Making of: Muscato


In 2002 - inspired by our journeys to the Piemont and prior to taking over the winery - the first Muscato was produced by the Szigeti-Brothers; at that time with still 3,5 bar pressure in the bottle.

Our clients immediately loved this light aromatic champion. Due to capacity reasons we changed to the Inführ company in Klosterneuburg in the following year. They manage in a highly reliable way the pressure tank procedure as well as the complex bottling under pressure atmosphere. Meanwhile a routine process which follows the same procedure every year:

If one would have tasted a Muscat in the middle of fermentation intensive aromas of Muscat, elderberry and citrus would generally be perceptible. This tank procedure - by the way a recognized and common method - guarantees that exactly this aroma spectrum is preserved onto the bottle.

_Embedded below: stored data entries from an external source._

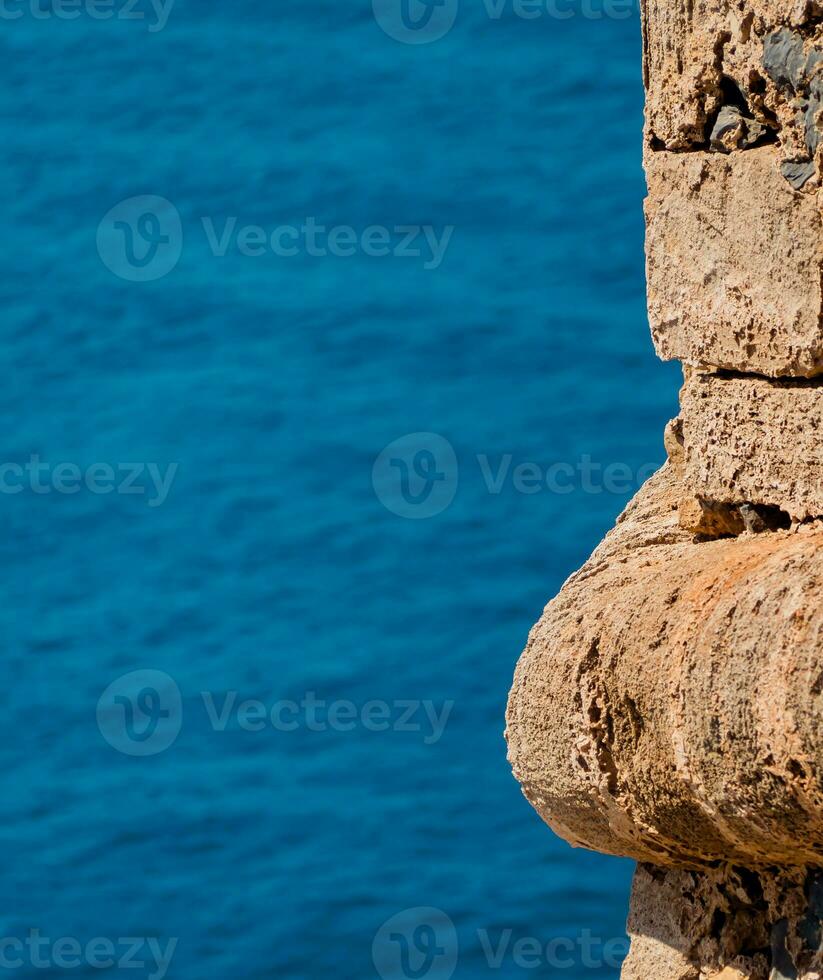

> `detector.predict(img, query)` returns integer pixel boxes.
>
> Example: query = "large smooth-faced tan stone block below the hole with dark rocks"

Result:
[646,147,823,377]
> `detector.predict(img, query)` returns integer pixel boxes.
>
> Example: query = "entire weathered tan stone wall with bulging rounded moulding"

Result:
[507,0,823,980]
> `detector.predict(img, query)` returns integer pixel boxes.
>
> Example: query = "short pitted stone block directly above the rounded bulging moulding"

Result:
[680,371,823,521]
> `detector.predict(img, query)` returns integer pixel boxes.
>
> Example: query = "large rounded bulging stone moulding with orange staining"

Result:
[507,465,823,866]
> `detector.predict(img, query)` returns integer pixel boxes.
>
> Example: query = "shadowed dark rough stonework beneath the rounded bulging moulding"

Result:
[622,864,823,980]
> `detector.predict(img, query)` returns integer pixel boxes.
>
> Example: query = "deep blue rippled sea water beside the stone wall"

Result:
[0,0,678,980]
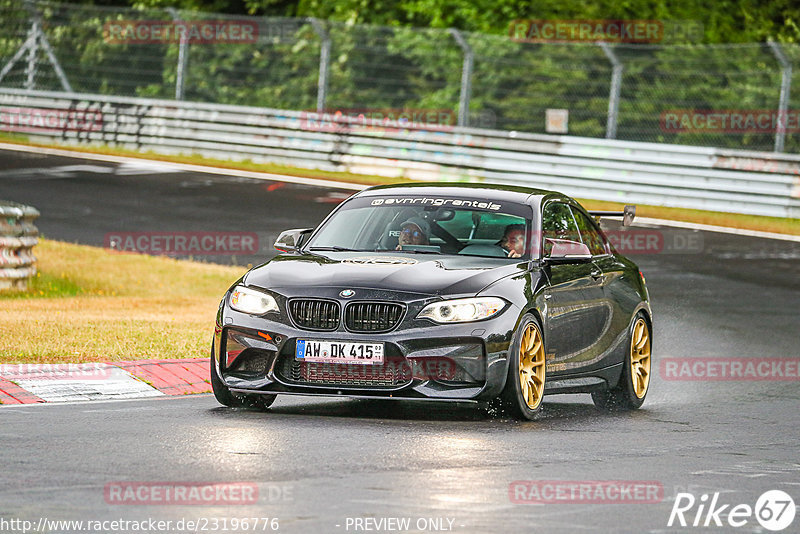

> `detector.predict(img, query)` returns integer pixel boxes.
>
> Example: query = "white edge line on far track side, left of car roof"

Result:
[0,143,362,191]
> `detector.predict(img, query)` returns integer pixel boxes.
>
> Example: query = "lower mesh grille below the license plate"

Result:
[275,355,410,388]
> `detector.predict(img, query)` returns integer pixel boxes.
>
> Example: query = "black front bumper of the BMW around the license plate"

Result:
[212,301,518,401]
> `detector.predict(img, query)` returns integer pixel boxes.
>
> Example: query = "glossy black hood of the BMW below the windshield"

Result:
[244,252,527,295]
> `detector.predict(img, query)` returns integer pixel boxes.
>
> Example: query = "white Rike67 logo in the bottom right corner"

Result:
[667,490,796,532]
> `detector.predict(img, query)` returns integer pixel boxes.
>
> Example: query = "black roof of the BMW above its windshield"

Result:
[358,182,565,202]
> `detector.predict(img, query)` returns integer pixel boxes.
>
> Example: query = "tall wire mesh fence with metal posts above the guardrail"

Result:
[0,0,800,153]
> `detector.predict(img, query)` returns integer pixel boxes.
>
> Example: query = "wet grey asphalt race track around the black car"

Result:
[0,151,800,532]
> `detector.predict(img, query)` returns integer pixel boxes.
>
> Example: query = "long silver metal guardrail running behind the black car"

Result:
[0,89,800,217]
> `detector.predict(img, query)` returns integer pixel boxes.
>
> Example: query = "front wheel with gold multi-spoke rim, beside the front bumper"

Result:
[500,314,546,421]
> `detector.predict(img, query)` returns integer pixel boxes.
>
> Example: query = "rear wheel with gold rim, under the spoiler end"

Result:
[592,312,652,411]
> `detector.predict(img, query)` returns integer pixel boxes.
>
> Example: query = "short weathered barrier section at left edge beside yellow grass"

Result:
[0,200,39,291]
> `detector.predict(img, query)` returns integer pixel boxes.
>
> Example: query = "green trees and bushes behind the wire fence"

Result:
[0,0,800,152]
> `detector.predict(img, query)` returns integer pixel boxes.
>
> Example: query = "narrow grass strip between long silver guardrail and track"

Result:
[0,133,800,235]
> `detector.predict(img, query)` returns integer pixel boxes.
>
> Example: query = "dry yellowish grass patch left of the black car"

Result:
[0,239,246,363]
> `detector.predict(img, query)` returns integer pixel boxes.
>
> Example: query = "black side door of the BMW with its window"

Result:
[541,201,603,371]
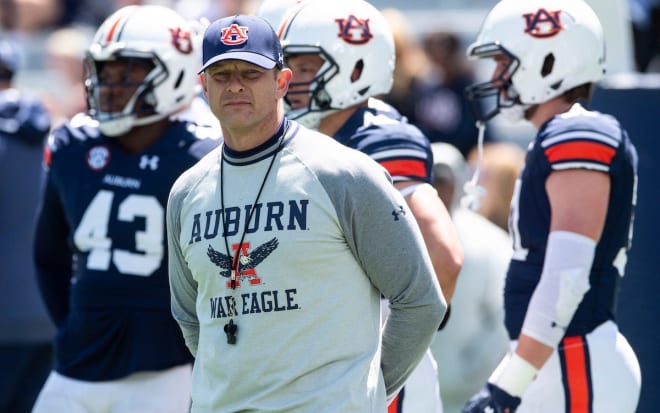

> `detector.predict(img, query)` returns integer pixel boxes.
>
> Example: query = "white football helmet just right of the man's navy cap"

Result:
[279,0,395,128]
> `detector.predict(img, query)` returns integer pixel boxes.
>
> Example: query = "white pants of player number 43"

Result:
[32,364,192,413]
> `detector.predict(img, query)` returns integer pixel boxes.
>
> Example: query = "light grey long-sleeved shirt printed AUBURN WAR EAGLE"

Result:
[167,120,446,413]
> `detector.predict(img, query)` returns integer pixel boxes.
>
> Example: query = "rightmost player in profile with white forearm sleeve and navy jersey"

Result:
[463,0,640,413]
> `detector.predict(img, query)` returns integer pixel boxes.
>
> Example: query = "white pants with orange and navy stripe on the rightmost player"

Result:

We would expressively like to point out that Triebaumer's Muscato is still the only Austrian “Perlwein” which contains carbonic acid solely produced during fermentation. This results in a much finer perlage which feels creamier on the palate than a product with added (= impregnated) carbonic acid.

For unexplainable reasons the Austrian wine law intends for products with an alcoholic content below 9 % a maximum bottle pressure of 2,5 bar. Additionally it prescibes that the product has to be called “Perlwein”, a category which is usually associated with the considerably less expensive and in terms of quality perceptibly inferior impregnation procedure.

From a gastronomic and pleasurable point of view it would be desirable to describe a wine with 3,5 bar pressure as Sekt (sparkling wine). But what will you do - we are in Austria.

In order to avoid the rejectable taxes on sparkling wine in Austria, Germany and the Netherlands
we use the innovative glass lenses screw cap. A German invention which proved to be very reliable and practical. Again: we are the only winery in Austria making use of this technology - a closure made of glass on glass.

It is logical that the residual sugar content of the Muscato is quite high because only a small amount of fruit sugar is transformed into alcohol. Thanks to the CO2 content and the characteristically high acidity level of the Yellow Muscat the Muscato appears nonetheless charming and elegant.

And last but not least Muscato from the Triebaumer estate should be served cold, ice-cold!